Good morning, Washington! Let’s see what’s in the non-profit news this week …

Stewards of the Earth: One Planet, Many Faiths – This past Sunday, CBS News aired a “religion special that examines the ways members of faith communities are caring for the environment.” Featured first on the program were Lisa and Chris Bright, founders of Catalogue non-profit Earth Sangha and practicing Buddhists, “living their dharma (or life’s path) repairing the earth.” You can watch the full video right here.

High school gets teen off the street and into college — Just weeks after their selection for the 2011/2012 Catalogue, Don Bosco Cristo Rey High School celebrated its first graduation … and was featured on CNN. The piece centers on newly-graduated Derontae Mason, who went from homeless to college-bound; Mason is part of the school’s “first graduating class of 70 students, all of whom have already been accepted to various colleges and universities.”

How Seniors Get Stuck at Home With No Transit Options — From yesterday’s DC Streets Blog: “more than 20% of seniors do not drive at all in the spread-out, transit-poor communities where many of them live, seniors who don’t drive miss out on countless opportunities.” According to a newly-released report from Transportation for America, “seniors age 65 and older who no longer drive make 15 percent fewer trips to the doctor, 59 percent fewer trips to shop or eat out.” (So check out a few Catalogue charities that are working to provide both rides and company)

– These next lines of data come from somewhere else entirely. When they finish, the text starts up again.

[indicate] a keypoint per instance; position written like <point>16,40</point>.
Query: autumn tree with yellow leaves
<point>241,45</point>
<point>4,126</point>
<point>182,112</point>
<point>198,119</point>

On Urban Education — An interesting question posed on Urbanophile (directed from Greater Greater Washingt0n): ” The conventional wisdom would suggest that until we fix the schools, we’ll never attract families back to the city what if that reverses cause and effect? What if rather than improving the schools before we can attract families back to the city, it will be attracting families back to the city that improves the schools?” And could “bottoms up organic change” have a greater, or at least more immediate, effect that local or federal reform?